La “pacificación” del bloqueo naval resultó en el reconocimiento diplomático de la obligación del gobierno de Venezuela con sus acreedores extranjeros, quienes, por otro lado, no recibieron condena alguna de Estados Unidos ante el evidente uso de la fuerza para alcanzar su voluntad estipulada.
Lecciones para el presente
Si bien el gobierno estadounidense salió favorecido del bloqueo naval, colocando los cimientos de lo que sería su política exterior intervencionista en el continente y garantizando el control de materia prima y rutas marítimas para las futuras incursiones en las guerras del siglo XX, la agresión de los países europeos despertó un rechazo general en las jóvenes naciones latinoamericanas, que compartían el mismo rasgo de haberse endeudado en sus propios procesos de constitución como Estados.
El alarmante empleo de recursos de guerra en Venezuela logró que la región concibiera el fundamento de la prohibición del uso de la fuerza que después se integró al derecho internacional.
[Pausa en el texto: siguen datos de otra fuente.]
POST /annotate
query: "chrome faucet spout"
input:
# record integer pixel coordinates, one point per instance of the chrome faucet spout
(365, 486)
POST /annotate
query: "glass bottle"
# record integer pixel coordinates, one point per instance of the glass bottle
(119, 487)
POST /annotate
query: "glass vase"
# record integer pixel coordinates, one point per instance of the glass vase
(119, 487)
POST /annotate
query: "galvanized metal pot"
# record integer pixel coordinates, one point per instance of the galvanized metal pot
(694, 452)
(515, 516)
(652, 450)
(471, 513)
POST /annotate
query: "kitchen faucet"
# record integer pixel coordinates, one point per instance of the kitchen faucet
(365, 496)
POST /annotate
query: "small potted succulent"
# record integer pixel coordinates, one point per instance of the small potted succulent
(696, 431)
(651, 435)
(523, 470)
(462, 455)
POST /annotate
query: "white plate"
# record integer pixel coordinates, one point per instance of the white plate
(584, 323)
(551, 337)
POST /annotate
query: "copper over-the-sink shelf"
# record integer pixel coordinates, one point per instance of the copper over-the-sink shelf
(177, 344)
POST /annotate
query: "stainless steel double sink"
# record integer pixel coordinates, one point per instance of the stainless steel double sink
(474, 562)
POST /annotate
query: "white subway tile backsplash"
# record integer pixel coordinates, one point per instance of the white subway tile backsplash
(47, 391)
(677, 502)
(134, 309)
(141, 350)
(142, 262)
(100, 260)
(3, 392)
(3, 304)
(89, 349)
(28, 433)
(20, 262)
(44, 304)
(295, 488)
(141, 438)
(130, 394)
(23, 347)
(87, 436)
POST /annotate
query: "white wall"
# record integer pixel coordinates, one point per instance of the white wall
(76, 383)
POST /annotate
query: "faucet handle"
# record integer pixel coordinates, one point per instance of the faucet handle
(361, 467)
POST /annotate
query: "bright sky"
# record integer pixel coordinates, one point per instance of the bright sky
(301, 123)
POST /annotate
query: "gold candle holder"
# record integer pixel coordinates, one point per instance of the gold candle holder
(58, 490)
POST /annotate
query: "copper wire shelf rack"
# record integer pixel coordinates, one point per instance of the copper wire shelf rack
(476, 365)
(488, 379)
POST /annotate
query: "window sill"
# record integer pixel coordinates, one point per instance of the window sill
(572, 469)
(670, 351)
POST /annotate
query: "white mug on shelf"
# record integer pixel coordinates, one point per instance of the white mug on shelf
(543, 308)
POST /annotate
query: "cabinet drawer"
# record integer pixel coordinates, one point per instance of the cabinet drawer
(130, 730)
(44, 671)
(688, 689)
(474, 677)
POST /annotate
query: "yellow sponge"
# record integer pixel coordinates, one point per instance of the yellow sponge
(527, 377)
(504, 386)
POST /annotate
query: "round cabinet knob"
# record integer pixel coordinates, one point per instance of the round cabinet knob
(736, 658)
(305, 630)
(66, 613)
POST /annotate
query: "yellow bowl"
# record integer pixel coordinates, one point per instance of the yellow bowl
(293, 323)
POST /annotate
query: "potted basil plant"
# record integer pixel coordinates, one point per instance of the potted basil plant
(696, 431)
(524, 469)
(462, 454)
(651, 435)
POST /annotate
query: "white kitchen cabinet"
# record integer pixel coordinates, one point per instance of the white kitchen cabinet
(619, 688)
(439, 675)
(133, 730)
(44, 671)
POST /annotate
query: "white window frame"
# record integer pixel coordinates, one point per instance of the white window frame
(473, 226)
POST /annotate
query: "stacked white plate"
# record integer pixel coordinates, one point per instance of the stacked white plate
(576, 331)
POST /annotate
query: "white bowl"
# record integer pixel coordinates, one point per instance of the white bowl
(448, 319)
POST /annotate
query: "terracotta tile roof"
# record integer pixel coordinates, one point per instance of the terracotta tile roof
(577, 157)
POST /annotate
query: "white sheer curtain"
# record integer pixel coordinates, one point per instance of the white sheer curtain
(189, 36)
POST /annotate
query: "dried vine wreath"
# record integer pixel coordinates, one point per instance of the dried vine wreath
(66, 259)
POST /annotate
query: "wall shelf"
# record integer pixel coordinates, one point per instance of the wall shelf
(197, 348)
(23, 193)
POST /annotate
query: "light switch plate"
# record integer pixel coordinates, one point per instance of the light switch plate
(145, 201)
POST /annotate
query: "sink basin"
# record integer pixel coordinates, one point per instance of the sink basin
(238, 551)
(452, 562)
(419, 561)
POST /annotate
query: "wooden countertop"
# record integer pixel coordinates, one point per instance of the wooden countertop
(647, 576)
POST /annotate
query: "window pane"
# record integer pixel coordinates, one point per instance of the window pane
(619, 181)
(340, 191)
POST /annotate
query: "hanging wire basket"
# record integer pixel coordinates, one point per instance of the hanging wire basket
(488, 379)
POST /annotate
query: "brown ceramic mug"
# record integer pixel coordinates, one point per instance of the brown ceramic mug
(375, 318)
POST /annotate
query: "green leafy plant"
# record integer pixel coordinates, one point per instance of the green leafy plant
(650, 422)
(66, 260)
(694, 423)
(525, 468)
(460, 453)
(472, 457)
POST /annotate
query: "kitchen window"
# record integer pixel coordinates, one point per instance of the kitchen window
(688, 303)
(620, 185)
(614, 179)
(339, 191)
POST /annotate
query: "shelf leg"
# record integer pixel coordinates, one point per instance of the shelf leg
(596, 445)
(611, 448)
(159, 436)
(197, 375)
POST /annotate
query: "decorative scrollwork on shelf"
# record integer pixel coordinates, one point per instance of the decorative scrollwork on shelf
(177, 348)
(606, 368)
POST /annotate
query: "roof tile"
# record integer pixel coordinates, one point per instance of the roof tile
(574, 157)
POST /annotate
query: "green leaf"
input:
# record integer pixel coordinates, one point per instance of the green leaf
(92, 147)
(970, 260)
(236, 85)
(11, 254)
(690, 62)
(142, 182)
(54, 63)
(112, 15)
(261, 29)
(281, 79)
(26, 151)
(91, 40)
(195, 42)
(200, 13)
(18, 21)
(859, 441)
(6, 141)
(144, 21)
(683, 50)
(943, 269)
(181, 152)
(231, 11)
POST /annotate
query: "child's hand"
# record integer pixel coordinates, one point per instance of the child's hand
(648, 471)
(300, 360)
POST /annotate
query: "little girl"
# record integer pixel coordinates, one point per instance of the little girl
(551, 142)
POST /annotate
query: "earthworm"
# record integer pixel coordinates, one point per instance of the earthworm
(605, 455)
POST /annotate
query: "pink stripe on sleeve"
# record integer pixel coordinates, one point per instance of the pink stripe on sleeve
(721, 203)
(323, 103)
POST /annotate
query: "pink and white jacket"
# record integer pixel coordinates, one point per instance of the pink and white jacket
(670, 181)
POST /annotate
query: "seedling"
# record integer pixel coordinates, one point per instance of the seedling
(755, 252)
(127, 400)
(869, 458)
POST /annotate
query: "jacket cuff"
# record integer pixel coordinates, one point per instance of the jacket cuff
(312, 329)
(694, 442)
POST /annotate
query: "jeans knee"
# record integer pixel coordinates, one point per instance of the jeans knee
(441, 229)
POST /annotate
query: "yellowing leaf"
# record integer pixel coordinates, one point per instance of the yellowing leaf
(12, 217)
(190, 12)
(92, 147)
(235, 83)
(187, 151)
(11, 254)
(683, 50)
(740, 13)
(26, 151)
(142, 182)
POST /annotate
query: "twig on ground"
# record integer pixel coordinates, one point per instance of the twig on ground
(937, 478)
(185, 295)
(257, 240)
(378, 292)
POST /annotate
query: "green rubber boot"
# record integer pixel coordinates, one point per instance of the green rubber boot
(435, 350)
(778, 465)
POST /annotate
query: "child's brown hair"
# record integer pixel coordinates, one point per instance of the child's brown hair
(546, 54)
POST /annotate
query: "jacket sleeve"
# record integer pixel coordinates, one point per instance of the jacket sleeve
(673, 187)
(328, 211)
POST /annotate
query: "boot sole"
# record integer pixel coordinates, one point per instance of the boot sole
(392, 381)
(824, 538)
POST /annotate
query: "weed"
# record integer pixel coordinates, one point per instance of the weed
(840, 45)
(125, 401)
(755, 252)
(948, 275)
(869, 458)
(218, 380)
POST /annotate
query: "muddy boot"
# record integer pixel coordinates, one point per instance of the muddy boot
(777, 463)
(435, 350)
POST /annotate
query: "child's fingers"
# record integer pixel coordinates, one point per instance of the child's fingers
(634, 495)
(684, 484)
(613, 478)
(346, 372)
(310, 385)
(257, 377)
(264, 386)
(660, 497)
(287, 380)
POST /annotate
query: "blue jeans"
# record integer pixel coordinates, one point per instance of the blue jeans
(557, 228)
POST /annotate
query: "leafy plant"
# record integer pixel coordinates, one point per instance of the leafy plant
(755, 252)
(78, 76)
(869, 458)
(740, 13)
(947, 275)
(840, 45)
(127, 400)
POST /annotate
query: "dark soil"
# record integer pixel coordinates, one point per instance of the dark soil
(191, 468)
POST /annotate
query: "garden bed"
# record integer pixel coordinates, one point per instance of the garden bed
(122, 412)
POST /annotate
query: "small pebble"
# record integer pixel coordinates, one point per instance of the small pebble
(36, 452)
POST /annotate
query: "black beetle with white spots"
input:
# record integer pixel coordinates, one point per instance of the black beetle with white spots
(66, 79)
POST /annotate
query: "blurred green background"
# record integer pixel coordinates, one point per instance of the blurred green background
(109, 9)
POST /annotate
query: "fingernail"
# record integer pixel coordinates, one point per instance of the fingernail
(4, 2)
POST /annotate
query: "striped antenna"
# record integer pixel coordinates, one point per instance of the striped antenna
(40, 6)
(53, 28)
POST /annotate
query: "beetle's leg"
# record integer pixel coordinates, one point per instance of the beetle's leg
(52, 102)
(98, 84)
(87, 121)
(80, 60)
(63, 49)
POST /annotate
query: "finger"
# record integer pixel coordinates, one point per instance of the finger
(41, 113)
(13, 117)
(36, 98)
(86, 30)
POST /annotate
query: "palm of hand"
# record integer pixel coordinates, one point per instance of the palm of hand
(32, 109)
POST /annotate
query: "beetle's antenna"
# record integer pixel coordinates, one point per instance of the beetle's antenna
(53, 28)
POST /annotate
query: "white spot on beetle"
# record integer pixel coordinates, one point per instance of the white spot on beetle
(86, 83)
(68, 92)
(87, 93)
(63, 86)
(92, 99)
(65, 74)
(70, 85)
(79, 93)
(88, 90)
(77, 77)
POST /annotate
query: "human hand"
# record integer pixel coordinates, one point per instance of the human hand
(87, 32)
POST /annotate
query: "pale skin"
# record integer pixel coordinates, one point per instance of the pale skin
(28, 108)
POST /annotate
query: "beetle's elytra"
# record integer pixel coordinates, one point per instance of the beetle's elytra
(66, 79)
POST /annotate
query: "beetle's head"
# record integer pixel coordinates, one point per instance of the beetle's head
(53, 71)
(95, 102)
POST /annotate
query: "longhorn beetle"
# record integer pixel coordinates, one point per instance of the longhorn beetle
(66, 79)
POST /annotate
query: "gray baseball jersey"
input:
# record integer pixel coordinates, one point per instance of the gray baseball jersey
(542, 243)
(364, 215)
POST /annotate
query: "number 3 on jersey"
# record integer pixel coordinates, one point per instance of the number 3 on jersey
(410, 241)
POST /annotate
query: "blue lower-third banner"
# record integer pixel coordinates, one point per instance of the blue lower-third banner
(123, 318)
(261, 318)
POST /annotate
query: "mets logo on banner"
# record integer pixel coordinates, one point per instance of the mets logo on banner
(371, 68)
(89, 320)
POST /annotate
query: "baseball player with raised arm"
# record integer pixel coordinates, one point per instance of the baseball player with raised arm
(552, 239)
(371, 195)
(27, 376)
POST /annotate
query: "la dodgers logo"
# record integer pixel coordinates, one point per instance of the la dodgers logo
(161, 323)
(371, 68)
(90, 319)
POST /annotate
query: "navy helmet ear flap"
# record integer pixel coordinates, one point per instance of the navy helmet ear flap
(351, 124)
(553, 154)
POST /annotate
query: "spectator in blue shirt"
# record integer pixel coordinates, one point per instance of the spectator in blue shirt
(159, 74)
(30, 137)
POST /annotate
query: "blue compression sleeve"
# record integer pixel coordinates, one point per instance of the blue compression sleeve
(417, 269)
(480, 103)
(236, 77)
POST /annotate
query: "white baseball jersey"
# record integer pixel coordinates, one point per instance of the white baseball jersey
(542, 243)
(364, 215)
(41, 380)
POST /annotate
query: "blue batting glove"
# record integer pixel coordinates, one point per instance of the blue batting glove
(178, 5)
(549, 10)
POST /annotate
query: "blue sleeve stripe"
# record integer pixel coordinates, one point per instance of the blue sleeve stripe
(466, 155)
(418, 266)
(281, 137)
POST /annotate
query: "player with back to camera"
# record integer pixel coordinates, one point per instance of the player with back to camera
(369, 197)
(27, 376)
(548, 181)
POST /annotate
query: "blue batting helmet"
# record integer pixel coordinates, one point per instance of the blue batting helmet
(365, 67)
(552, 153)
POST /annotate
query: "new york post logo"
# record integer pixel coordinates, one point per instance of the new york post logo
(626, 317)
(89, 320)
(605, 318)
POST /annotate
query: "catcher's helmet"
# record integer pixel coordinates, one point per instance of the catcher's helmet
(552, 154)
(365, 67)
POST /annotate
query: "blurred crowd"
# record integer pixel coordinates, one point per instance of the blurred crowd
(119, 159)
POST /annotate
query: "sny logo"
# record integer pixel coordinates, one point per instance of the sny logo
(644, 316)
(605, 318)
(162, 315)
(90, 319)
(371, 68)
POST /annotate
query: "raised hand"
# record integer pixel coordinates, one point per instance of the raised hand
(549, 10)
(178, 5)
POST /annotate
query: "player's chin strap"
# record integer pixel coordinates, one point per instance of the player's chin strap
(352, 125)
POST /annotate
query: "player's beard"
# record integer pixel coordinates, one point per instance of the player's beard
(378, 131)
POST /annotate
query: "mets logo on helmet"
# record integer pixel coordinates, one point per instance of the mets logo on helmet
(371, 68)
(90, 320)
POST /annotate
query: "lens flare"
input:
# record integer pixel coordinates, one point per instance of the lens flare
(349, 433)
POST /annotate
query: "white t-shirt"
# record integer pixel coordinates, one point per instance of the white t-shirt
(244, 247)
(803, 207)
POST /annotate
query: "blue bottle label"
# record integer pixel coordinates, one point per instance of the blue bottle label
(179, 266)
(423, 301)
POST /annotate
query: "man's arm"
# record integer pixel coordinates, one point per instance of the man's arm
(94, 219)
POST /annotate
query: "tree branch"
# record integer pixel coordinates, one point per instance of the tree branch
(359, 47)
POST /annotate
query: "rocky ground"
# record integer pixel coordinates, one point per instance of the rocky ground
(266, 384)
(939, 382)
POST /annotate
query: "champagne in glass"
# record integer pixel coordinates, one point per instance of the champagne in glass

A este respecto, la posición más clara fue la declaración del gobierno argentino, que dio nacimiento a la Doctrina Drago.
La respuesta la elaboró Luis María Drago, jurista argentino que entre 1902 y 1903 se desempeñó como Ministro de Relaciones Exteriores de su país y expresaba el principio de prohibición de injerencias en los asuntos internos de las naciones para la preservación de la paz.
Drago rechazó la movida imperial al declarar que esos procedimientos “establecerían un precedente peligroso para la seguridad y paz de las naciones de esta parte de América. El cobro militar de los empréstitos supone la ocupación territorial para hacerlo efectivo y la ocupación territorial significa la supresión o subordinación de los gobiernos locales en los países a que se extiende”.
Sus consideraciones estaban dirigidas exclusivamente a Estados Unidos y Europa y fueron adoptadas por la conferencia de La Haya con algunas modificaciones para limitar el uso de la fuerza en el cobro de deudas contractuales de un gobierno a otro.
A pesar de que en los años que siguieron, el país fue sometido a la oscura dictadura militar de Juan Vicente Gómez que terminó respondiendo a los intereses extranjeros, la acción diplomática de Argentina avalada por los países latinoamericanos, junto con la unidad nacional de la población venezolana en favor del llamado de Castro a defender la soberanía nacional, fueron dos capitalizaciones importantes que surgieron de la disuasión del enfrentamiento bélico y que no hay que dejar de mencionar.
El comportamiento de respeto a la autodeterminación que las nacientes repúblicas exigieron, a pesar de tener instituciones débiles y padecer las secuelas estructurales de las guerras independentistas, hacen ruido histórico con respecto a la posiciones belicistas de los países que buscaban definir el nuevo equilibrio de poderes en el mapa global.
Más de 100 años después, Venezuela, tanto por sus recursos energéticos como por el proyecto de integración al mundo multipolar que desarrolla, vuelve a ser epicentro continental que define el reordenamiento global de las potencias, con China y Rusia en el horizonte.
Al evento acude Estados Unidos desempolvando el manual del “gran garrote”, ante el agotamiento creativo de la élite estadounidense para sostener el control hegemónico. No llega como árbitro y, en su afán de aislar al mundo emergente, pone en riesgo su propia participación en la nueva conducción global.
Así como el bloqueo naval de 1902 marcó el amanecer de la hegemonía continental de Washington, hoy las agresiones financieras y las amenazas de guerra contra Venezuela son medidas encolerizadas que parecen cerrar el siglo intervencionista en la región, ante el panorama cada vez menos probable de retomar el poder del país por parte del gran capital occidental.